Controversy - Contents

Industry and concerned citizens have battled for decades over the significance of various forms of pollution. Salient parameters of these disputes are whether:
  • a given pollutant affects all people or simply a genetically vulnerable set
  • an effect is only specific to certain species
  • an effect will only be apparent in the future and is presently negligible
  • the threshhold for harm is present
  • the pollutant is of direct harm or is a precursor
  • employment or economic prosperity will suffer if the pollutant is abated
Blooms of algae and the resultant eutrophication of lakes and coastal ocean is considered pollution when it is caused by nutrients from industrial, agricultural, or residential runoff in either point source or nonpoint source form (see the article on eutrophication for more information).

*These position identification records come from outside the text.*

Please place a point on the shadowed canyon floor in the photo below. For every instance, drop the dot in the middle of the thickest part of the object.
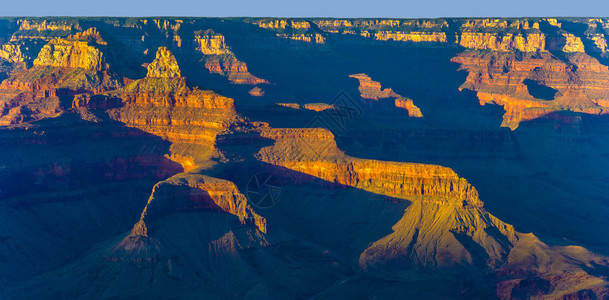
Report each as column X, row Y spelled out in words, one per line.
column 439, row 158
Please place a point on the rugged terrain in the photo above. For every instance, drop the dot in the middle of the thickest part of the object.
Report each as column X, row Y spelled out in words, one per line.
column 440, row 158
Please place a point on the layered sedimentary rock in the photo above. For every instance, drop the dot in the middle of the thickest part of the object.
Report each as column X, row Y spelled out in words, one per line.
column 536, row 85
column 192, row 192
column 532, row 42
column 445, row 225
column 63, row 68
column 81, row 50
column 297, row 30
column 162, row 104
column 221, row 60
column 432, row 37
column 314, row 152
column 164, row 66
column 370, row 89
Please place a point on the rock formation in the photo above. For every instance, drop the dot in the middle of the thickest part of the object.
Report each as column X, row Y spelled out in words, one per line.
column 221, row 60
column 162, row 104
column 63, row 68
column 370, row 89
column 530, row 87
column 136, row 185
column 164, row 66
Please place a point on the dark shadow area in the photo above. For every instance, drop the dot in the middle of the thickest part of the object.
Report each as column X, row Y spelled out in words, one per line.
column 580, row 30
column 539, row 90
column 67, row 184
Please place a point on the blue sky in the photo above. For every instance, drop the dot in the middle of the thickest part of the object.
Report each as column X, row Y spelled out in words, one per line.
column 306, row 8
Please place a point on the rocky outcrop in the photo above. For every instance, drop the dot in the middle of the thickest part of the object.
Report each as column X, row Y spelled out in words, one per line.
column 314, row 152
column 370, row 89
column 164, row 66
column 219, row 59
column 63, row 68
column 296, row 30
column 162, row 104
column 81, row 50
column 444, row 227
column 533, row 87
column 192, row 192
column 235, row 70
column 314, row 38
column 414, row 36
column 532, row 42
column 211, row 43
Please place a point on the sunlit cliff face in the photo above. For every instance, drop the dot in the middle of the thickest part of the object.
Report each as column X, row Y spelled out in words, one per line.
column 444, row 158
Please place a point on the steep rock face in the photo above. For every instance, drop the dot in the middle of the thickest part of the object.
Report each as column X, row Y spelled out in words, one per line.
column 63, row 68
column 192, row 192
column 314, row 152
column 538, row 85
column 533, row 42
column 81, row 50
column 14, row 52
column 164, row 66
column 296, row 30
column 211, row 43
column 445, row 225
column 219, row 59
column 44, row 30
column 162, row 104
column 370, row 89
column 432, row 37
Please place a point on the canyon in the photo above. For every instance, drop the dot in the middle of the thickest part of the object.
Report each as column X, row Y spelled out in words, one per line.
column 427, row 158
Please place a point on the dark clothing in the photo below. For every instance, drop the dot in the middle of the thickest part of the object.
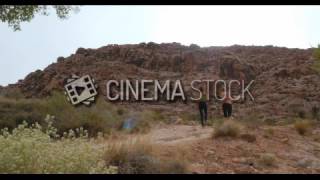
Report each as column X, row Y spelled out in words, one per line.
column 227, row 109
column 203, row 112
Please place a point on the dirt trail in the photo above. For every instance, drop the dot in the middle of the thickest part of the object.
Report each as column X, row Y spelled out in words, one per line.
column 172, row 134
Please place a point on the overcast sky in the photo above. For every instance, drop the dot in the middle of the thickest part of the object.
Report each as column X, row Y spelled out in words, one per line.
column 45, row 38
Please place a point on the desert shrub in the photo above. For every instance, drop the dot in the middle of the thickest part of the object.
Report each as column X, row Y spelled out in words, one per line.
column 30, row 149
column 268, row 133
column 137, row 157
column 228, row 128
column 120, row 111
column 101, row 116
column 316, row 56
column 267, row 159
column 302, row 126
column 315, row 112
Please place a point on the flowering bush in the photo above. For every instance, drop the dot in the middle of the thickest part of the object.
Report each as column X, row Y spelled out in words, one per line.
column 34, row 149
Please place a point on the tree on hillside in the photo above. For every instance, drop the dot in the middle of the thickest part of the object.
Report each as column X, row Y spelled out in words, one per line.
column 14, row 15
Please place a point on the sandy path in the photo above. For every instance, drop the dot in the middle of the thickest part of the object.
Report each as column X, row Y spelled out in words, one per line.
column 172, row 134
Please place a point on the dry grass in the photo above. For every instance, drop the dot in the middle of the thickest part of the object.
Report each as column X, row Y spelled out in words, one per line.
column 302, row 126
column 267, row 159
column 228, row 128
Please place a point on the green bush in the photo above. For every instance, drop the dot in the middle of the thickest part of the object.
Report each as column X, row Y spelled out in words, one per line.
column 35, row 150
column 100, row 117
column 316, row 56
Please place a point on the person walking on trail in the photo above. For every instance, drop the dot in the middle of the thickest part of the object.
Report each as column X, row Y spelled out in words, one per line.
column 227, row 104
column 203, row 107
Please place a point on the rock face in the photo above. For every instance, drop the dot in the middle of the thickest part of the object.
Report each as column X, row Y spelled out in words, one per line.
column 284, row 83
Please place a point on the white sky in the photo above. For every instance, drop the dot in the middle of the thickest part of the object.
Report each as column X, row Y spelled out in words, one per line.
column 46, row 37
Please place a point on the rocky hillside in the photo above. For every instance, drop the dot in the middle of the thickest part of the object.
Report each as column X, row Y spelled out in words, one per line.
column 284, row 84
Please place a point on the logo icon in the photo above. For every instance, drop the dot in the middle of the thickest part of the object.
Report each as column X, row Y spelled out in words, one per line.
column 81, row 90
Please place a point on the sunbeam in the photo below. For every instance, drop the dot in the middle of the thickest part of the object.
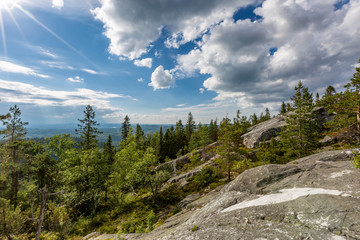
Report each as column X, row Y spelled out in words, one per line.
column 31, row 16
column 3, row 34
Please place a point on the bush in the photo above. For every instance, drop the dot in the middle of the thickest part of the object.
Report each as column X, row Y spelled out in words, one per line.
column 195, row 228
column 356, row 160
column 204, row 178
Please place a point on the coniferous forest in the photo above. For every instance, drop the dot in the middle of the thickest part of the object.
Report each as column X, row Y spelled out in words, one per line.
column 59, row 188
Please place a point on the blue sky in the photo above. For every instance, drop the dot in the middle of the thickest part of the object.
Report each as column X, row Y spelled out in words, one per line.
column 158, row 60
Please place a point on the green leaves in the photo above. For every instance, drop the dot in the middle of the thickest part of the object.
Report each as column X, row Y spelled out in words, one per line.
column 88, row 129
column 299, row 136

Heavy metals such as lead and mercury have a role in geochemical cycles and they occur naturally. These metals may also be mined and, depending on their processing, may be released disruptively in large concentrations into an environment they had previously been absent from. Just as the effect of anthropogenic release of these metals into the environment may be considered 'polluting', such pollution could also occur in some areas due to either autochthonous or historically 'natural' geochemical activity.
Emissions of CO2 by country in 1995. Data : United Nations Environment Programme.
Emissions of CO2 by country in 1995. Data : United Nations Environment Programme.
Carbon dioxide, while vital for the photosynthesis of plant life, is sometimes referred to as pollution, on the basis that raised levels of the gas in the atmosphere have and continue to adversely affect the Earth's climate. Such claims are disputed, particularly by political conservatives in Western countries. Due to this controversy, in many contexts carbon dioxide from such sources is qualiified neutrally under the label "emissions." See global warming for an extensive discussion of this topic. Disruption of the environment can also highlight the connection between areas of pollution that would normally be classified separately, such as those of water and air. Recent studies have investigated the potential for long-term rising levels of atmospheric carbon dioxide to cause slight but critical increases in the acidity of ocean waters, and the possible effects of this on marine ecosystems.